Can we even begin to imagine what kind of a massive undertaking this would be?







So where does it all come from? Who is responsible for this ocean-garbage-patch? Us of course.

It is estimated that 80 percent is land based which include storm drains to a degree, and 20 percent comes from working ships and cruise ships.

But, it's the suspended plastic in the north-pacific-gyre that has such an impact.

It disintegrates so slowly. The tiny pieces in the meantime ingested by wildlife by accident, and other aquatic organisms are definately not doing them any good.

There are pictures of dead birds, the very young and mature, that shows quite vividly as they decompose, that their stomachs are full of plastic pieces. They really can be fooled into thinking this is a good meal!

The chemicals, namely Bisphenol-A used to strengthen plastic, are leached into the water and are quite toxic.

This chemical in particular is linked though not conclusive, to genital deformities and different cancers of the body.

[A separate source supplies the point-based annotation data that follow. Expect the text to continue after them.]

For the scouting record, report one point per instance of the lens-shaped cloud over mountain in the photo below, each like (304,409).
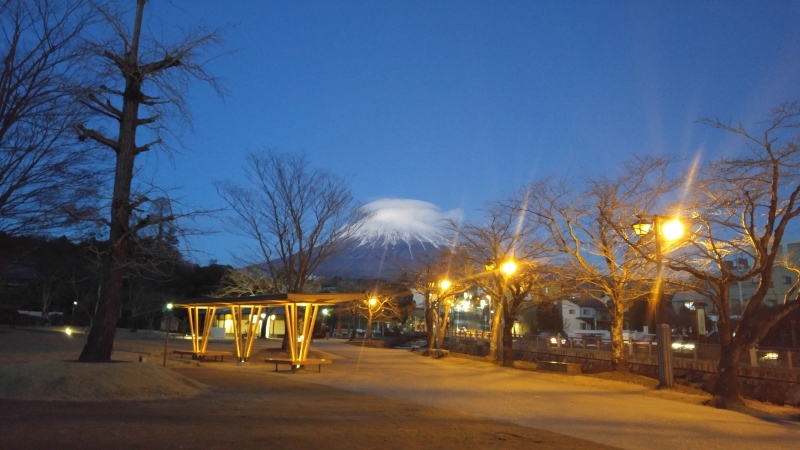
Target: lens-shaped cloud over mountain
(395,238)
(396,220)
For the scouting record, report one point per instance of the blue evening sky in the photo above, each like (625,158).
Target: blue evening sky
(460,102)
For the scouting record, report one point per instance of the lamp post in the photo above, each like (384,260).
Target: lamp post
(671,230)
(263,325)
(370,304)
(166,335)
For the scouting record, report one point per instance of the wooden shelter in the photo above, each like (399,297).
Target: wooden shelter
(292,304)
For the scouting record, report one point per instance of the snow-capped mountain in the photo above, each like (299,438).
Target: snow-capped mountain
(399,235)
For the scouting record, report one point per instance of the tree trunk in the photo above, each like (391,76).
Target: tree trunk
(496,340)
(442,328)
(368,330)
(100,342)
(508,339)
(726,386)
(619,357)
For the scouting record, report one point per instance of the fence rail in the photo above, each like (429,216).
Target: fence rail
(778,358)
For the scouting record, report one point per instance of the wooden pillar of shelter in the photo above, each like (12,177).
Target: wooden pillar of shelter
(244,345)
(300,353)
(200,344)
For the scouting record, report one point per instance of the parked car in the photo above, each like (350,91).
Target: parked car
(646,340)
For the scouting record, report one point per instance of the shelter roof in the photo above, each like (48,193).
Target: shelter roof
(321,298)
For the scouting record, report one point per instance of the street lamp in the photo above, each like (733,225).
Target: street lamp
(669,230)
(166,335)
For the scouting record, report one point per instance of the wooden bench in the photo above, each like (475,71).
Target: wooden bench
(554,366)
(203,356)
(295,364)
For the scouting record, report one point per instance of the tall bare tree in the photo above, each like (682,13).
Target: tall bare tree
(46,176)
(141,82)
(590,229)
(742,207)
(298,216)
(507,235)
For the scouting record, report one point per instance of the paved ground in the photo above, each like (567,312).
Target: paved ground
(622,418)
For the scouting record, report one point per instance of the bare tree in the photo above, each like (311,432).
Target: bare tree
(506,237)
(298,216)
(742,207)
(127,66)
(46,176)
(427,280)
(590,230)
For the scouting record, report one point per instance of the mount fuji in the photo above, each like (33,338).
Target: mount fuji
(398,235)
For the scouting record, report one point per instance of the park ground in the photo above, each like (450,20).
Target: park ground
(49,401)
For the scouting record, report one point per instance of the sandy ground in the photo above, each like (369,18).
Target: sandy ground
(208,405)
(47,400)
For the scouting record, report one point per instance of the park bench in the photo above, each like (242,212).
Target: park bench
(437,352)
(203,356)
(555,366)
(295,364)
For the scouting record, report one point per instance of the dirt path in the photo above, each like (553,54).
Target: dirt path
(241,409)
(249,410)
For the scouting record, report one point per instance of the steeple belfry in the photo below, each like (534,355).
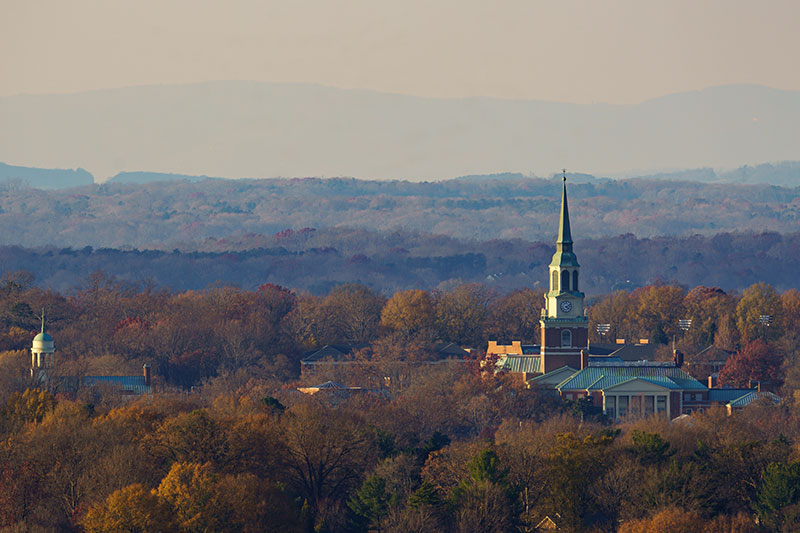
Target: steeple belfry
(563,325)
(564,233)
(42,354)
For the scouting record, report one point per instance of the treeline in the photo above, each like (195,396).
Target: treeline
(458,451)
(318,260)
(167,214)
(446,447)
(225,336)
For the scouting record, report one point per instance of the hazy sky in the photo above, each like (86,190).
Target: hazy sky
(621,51)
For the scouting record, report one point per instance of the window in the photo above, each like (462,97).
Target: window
(566,338)
(661,404)
(649,405)
(622,404)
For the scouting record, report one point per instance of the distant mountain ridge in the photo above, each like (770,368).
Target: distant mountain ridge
(250,129)
(785,173)
(45,178)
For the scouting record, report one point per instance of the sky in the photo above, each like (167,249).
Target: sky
(621,52)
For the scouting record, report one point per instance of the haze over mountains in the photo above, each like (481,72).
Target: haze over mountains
(250,129)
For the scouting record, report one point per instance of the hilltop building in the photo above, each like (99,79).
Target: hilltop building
(623,380)
(42,355)
(564,325)
(43,365)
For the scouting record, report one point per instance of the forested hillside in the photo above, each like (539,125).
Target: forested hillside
(314,234)
(229,443)
(318,260)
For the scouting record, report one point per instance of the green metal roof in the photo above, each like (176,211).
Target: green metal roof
(725,395)
(748,398)
(130,384)
(564,255)
(531,364)
(602,377)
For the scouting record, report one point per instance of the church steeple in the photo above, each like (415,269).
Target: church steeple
(564,256)
(563,325)
(42,354)
(564,234)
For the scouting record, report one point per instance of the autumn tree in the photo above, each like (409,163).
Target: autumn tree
(778,503)
(355,311)
(757,361)
(706,307)
(409,312)
(327,451)
(484,500)
(616,309)
(516,316)
(757,301)
(132,509)
(461,314)
(660,309)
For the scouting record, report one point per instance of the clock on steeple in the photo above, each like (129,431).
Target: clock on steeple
(564,326)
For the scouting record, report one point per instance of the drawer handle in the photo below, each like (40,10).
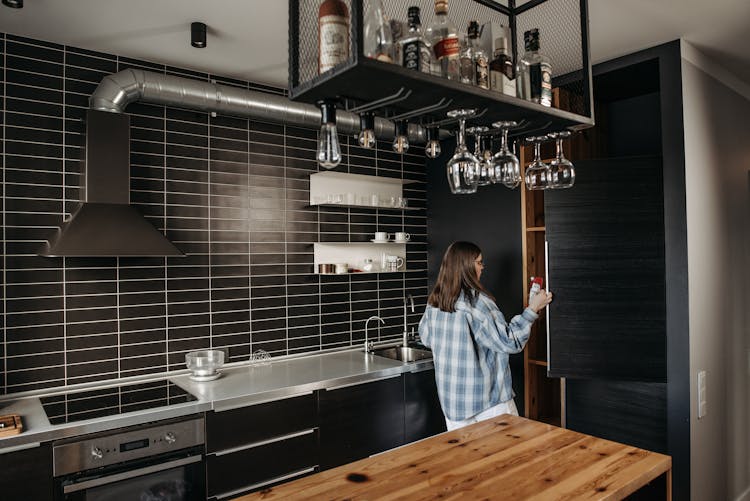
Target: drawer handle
(358,383)
(264,442)
(265,483)
(241,405)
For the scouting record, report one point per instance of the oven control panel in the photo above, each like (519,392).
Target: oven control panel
(126,444)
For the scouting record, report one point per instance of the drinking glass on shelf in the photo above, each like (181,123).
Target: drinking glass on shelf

As they are ingested by small wildlife, and then ingested in turn by larger wildlife, the catastrophic effects and results move up the food chain.

Over 260 species worldwide are affected by this plastic marine garbage.

And what about the fish we eat?

If they have consumed this toxic chemical sludge, aren't we consuming it too?


The video is very telling, don't you think?

If the pictures of the north-pacific-gyre and all that it means isn't enough to make us think twice about everything we buy or don't buy, recycle or don't recycle properly, then I'm not sure what could.